The ultimate goal of Capstone is to unify the numerous hardware abstracts that have been added as extensions to existing architectures as afterthought mitigations to security vulnerabilities. This goal requires a high level of flexibility and extensibility of the Capstone architecture. More specifically, we aim to support the following in a unified manner.

Exclusive access

Software should be guaranteed exclusive access to certain memory regions if needed. This is in spite of the existence of software traditionally entitled to higher privileges such as the OS kernel and the hypervisor.

Revocable delegation

Software components should be able to delegate authority to other components in a revocable manner. For example, after an untrusted library function has been granted access to a memory region, the caller should be able to revoke this access.

Dynamically extensible hierarchy

The hierarchy of authority should be dynamically extensible, unlike traditional platforms which follow a static hierarchy of hypervisor-kernel-user. This makes it possible to use the same set of abstractions for memory isolation and memory sharing regardless of where a software component lies in the hierarchy.

Safe context switching

A mechanism of context switching without trusting any other software component should be provided. This allows for a minimal TCB if necessary in case of a highly security-critical application.

1.2. Major Design Elements

The Capstone architecture design is based on the idea of capabilities, which are unforgeable tokens that represent authority to perform memory accesses and control flow transfers. Capstone extends the traditional capability model with new capability types including the following.

Linear capabilities

Linear capabilities are guaranteed not to alias with other capabilities. Operations on linear capabilities maintain this property. For example, linear capabilities cannot be duplicated. Instead, they can only be moved around across different registers or between registers and memory. They can hence enable safe exclusive access to memory regions. Capabilities that do not have this property are called non-linear capabilities.

Revocation capabilities

Revocation capabilities cannot be used to perform memory accesses or control flow transfers. Instead, they convey the authority to revoke other capabilities. Each revocation capability is derived from a linear capability and can later be used to revoke (i.e., invalidate) capability derived from the same linear capability. This mechanism enables revocable and arbitrarily extensible chains of delegation of authority.

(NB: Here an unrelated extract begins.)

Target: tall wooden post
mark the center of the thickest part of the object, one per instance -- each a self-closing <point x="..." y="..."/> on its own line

Uninitialised capabilities

Uninitialised capabilities convey write-only authority to memory. They can be turned into linear capabilities after the memory region has been "initialised", that is, when the whole memory region has been overwritten with fresh data. Uninitialised capabilities enable safe initialisation of memory regions and prevent secret leakage without incurring extra performance overhead.

1.3. Capstone-RISC-V ISA Overview

While Capstone does not assume any specific modern ISA, we choose to propose a Capstone extension to RISC-V due to its open nature and the availability of toolchains and simulators.

The Capstone-RISC-V ISA is a 64-bit RISC-V extension that makes the following types of changes to the base architecture:

  • Each general-purpose register is extended to 129 bits to accomodate 128-bit capabilities.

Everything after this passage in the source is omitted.